Co-design of the OrbIT ‘Serious Games’ system – you had your say and made our day!
By Associate Professor Lyndsey Collins-Praino and Dr David Hobbs (pictured)
Cognitive impairment is a common symptom of Parkinson’s disease, affecting approximately one-quarter of even newly diagnosed people.
These cognitive changes can make managing certain everyday activities, such as remembering to take medication on time or managing finances, difficult.
Cognitive training (CT), which involves repetitively training specific cognitive skills, may prove helpful. To date, however, evidence of benefit for Parkinson’s is mixed. This discrepancy may be the result of the methods traditionally used to deliver CT, including pen-and-paper or a traditional computer, which may be limited by motor impairment.
In support of this, previous studies report that about 80% of computer users with Parkinson’s have difficulty using the device, and almost half struggle to use a standard mouse. The apathy that affects up to 40% of people with Parkinson’s may also influence ability to fully engage with the CT program.

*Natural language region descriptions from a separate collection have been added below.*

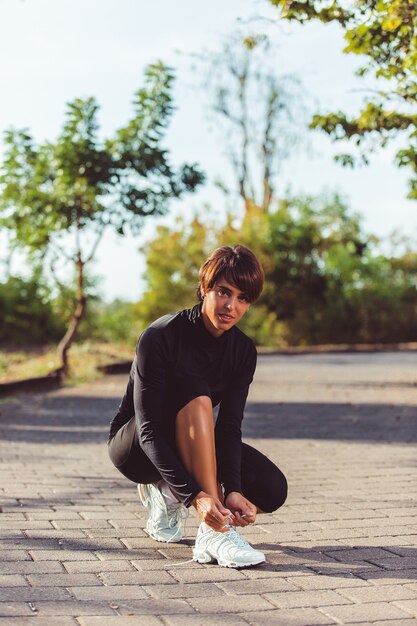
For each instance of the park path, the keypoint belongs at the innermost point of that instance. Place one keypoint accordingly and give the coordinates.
(343, 549)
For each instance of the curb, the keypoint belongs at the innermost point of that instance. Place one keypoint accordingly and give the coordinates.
(54, 379)
(41, 383)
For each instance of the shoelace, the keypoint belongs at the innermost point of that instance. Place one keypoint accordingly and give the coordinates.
(177, 514)
(237, 539)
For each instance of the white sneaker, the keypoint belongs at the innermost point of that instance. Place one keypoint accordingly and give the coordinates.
(166, 522)
(229, 549)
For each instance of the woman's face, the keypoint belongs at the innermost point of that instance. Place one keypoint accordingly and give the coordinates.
(223, 306)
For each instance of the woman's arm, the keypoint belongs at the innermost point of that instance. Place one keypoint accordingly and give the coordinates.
(150, 377)
(228, 425)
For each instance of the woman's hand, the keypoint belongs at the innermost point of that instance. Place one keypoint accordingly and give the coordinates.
(212, 511)
(240, 506)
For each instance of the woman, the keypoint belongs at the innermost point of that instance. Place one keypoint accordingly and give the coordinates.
(164, 436)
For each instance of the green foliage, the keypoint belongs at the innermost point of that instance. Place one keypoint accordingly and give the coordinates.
(117, 321)
(173, 258)
(326, 281)
(27, 313)
(383, 32)
(80, 185)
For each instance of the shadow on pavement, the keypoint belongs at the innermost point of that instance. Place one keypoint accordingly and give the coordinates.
(371, 562)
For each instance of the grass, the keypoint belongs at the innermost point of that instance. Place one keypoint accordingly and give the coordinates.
(84, 358)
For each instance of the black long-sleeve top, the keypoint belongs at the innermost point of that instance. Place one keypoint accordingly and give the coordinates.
(175, 356)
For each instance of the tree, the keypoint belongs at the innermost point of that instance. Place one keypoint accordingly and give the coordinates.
(385, 33)
(258, 113)
(57, 198)
(326, 279)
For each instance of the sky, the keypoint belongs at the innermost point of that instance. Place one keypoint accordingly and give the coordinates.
(52, 52)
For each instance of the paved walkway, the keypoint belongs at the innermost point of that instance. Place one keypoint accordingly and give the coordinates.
(343, 550)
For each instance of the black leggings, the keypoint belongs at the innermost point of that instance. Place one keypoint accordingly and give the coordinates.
(263, 483)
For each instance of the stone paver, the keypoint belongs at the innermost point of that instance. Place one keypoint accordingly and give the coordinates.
(343, 549)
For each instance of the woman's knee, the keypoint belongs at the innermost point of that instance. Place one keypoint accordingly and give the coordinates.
(198, 408)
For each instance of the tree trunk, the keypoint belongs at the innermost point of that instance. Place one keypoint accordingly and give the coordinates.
(66, 341)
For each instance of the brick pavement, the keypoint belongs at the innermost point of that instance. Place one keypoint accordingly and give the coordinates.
(343, 550)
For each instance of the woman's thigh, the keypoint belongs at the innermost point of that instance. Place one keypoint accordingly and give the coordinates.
(263, 483)
(129, 458)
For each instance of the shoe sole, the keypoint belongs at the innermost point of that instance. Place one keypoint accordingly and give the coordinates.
(206, 557)
(146, 503)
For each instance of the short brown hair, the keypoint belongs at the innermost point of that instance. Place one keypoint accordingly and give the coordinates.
(238, 265)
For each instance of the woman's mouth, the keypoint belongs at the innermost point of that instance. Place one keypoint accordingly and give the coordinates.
(224, 317)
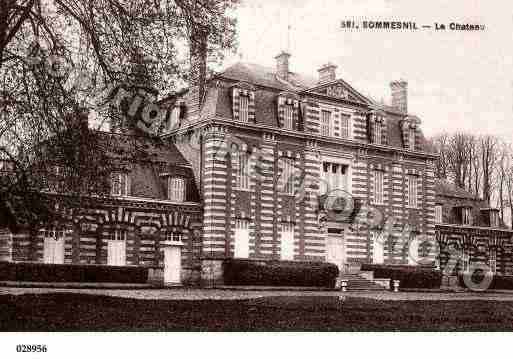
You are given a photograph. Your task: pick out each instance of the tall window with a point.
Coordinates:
(243, 108)
(376, 136)
(288, 116)
(119, 184)
(334, 176)
(378, 187)
(326, 123)
(466, 216)
(344, 125)
(412, 191)
(492, 263)
(287, 241)
(242, 170)
(176, 189)
(438, 213)
(53, 246)
(241, 248)
(287, 176)
(411, 138)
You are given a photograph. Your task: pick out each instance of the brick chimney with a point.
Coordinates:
(327, 73)
(400, 95)
(198, 69)
(282, 65)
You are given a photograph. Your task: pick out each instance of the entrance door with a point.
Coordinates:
(116, 249)
(241, 249)
(335, 249)
(53, 247)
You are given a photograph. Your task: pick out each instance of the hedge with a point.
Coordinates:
(279, 273)
(498, 281)
(42, 272)
(408, 276)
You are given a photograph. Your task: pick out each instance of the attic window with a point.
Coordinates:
(119, 184)
(411, 138)
(176, 189)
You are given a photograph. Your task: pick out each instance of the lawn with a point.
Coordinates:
(80, 312)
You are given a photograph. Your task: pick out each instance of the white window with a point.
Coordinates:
(174, 120)
(378, 187)
(244, 108)
(377, 132)
(288, 117)
(116, 248)
(287, 176)
(411, 138)
(438, 213)
(466, 218)
(241, 249)
(334, 176)
(176, 189)
(119, 184)
(242, 170)
(53, 246)
(492, 263)
(345, 125)
(412, 191)
(378, 246)
(326, 123)
(413, 250)
(287, 241)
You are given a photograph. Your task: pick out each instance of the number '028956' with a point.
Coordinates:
(31, 348)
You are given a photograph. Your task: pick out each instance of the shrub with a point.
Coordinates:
(279, 273)
(408, 276)
(498, 281)
(42, 272)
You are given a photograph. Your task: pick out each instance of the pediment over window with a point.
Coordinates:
(339, 90)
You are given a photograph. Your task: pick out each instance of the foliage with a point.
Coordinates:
(279, 273)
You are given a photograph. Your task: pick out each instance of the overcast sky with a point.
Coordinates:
(457, 80)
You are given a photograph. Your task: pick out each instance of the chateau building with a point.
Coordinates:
(270, 142)
(265, 163)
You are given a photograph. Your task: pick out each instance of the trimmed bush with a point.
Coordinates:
(42, 272)
(279, 273)
(408, 276)
(498, 281)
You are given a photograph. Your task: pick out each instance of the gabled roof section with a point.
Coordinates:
(339, 89)
(266, 76)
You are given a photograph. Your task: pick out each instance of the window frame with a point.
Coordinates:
(378, 174)
(242, 176)
(244, 108)
(329, 126)
(176, 193)
(124, 191)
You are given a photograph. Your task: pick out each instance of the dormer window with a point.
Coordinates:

Working together, we can find a better way forward. Using the well-loved ‘Orby’ controller, coupled with an entertaining suite of video games, custom-designed to target the cognitive changes known to occur in Parkinson’s, we have developed a unique CT program called the OrbIT.
In order to ensure that the system was optimised for use with people with Parkinson’s, we conducted a co-design trial at the end of 2020.
As part of this process, 13 people generously gave their time to test the system. After three sessions, they provided extensive feedback that helped us to significantly improve both the controller and the games.
Improvements made include changing the controller setup and responsiveness, clearer instructions, optimising task difficulty, and redesigning certain games. After incorporating these changes, individuals were invited back to assess their thoughts. Excitingly, 100% of people reported their concerns had been addressed, with changes to the controller scored 7.64/10 and changes to the games scored 7.91/10. Overall, people indicated that they really enjoyed the system (8.18/10). These results were recently presented at the Australian Dementia Forum, and a paper is currently in preparation for publication.
Importantly, this process highlights the importance of co-design. When stakeholders and researchers work together, it leads to better outcomes for all. Had we simply conducted a trial, we may have mistakenly concluded that the OrbIT system lacked benefit, when really it just wasn’t optimised for people with Parkinson’s!
Now, we can move forward with confidence that we are testing the OrbIT’s full potential. Given the positive perception and enjoyment noted in the co-design, we hope that its interactive and targeted nature will lead to high levels of compliance and significant benefit for cognitive function in Parkinson’s.